Старик Аланкин, залегший рядом с Терехой Перелыгиным и Федькой Остолопом, вдруг поднял палец, дескать: «Чу! Слышишь?» Ни Перелыгин, ни Федька, ни Степан Лисицын, ни еще человек семь-восемь со всего отряда не слышали. Зато все остальные — и командир, и татарин-комиссар, и еще почти пять десятков человек — слышали заливистый собачий лай и звук шагов: как будто с десяток, а то и два десятка человек плетутся по снегу, волоча помороженные ноги, обмотанные тряпками и кусками шкур. Что странно, звуки эти, не считая собачьего лая, летевшего по тракту, шли как бы с неба, и так отчетливо были слышны, что все, слышавшие шаги, задрали голову, как, заслышав по весне журавлей или гусей, стараются разглядеть летящий косяк. Но в бледном, вроде как напудренном небе, перегороженном ветками лиственниц, ничего нельзя было разглядеть, и старик Аланкин пробормотал что-то вроде того, что это, значит, за ним пришла старуха, и попросил Тереху передать бабке Аланчихе, что из Овсов, известной матерщиннице и стряпухе, последний дедов привет: «Скажи там, как будет оказия, отмучился дед, а как, не говори».
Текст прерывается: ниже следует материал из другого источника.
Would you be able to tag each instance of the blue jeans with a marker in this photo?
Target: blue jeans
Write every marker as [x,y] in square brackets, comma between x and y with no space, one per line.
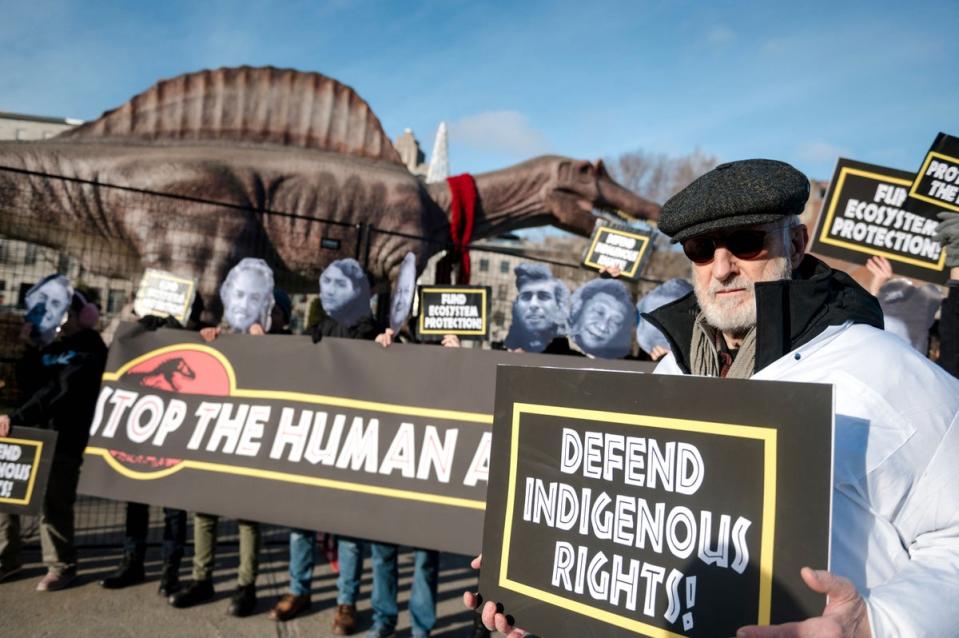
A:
[385,577]
[302,559]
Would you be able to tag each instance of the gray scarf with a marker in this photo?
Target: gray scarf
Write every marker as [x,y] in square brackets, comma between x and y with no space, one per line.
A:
[705,352]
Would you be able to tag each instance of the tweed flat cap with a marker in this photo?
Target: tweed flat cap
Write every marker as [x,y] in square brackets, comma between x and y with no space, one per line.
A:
[742,193]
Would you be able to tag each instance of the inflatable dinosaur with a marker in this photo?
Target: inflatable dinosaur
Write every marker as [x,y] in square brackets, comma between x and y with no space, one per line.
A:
[255,140]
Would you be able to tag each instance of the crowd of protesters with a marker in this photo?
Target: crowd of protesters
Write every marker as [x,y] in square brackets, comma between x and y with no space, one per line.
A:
[65,357]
Тереха отмахнулся от старика, дескать, чего ерунду городишь, сам еще бабку свою поваляешь, но ничего не сказал, потому что увидел, как по тракту прямо к ним движется то ли облако, то ли большой клок тумана, то ли просто пятно чего-то похожего и одновременно не похожего на пчелиный рой. Федька от увиденного открыл рот и так и замер со своим полученным от Тильбердиева коротким винчестером в обнимку — остолбенел. Перелыгин же уже собрался было втихую матюгнуться, но тут снизу, оттуда, где должен был быть хвост обоза, раздались выстрелы, и Тереха, не целясь никуда, только в сторону тумана, принявшего в эту секунду форму большого седого зверя, выстрелил — просто потому, что так было приказано. Странное дело, облако остановилось и даже стало менее плотным, по крайней мере Федька Остолоп увидел, что там, внутри тумана, сгрудились сани, и рядом с санями, в которых кто-то находился, но точно не японские солдаты, на рыжем жеребце сидел японский капитан, и к нему шли командир и комиссар. А потом все смешалось и утонуло в беспорядочной стрельбе, криках, горячем запахе крови, молчаливой вони огромных темных фигур в темных звериных шкурах, что возникли как бы из ниоткуда и принялись молчаливо и деловито рубить своими саблями, похожими на косы-литовки, партизан, пытавшихся без толку отстреливаться, фигуры эти живыми не выглядели. И Федька впервые поверил в байки о мертвецах, которые рассказывали потехи ради, а тут эти мертвецы пришли за тем, что считали своим, и пустили в ход эти ужасные косы.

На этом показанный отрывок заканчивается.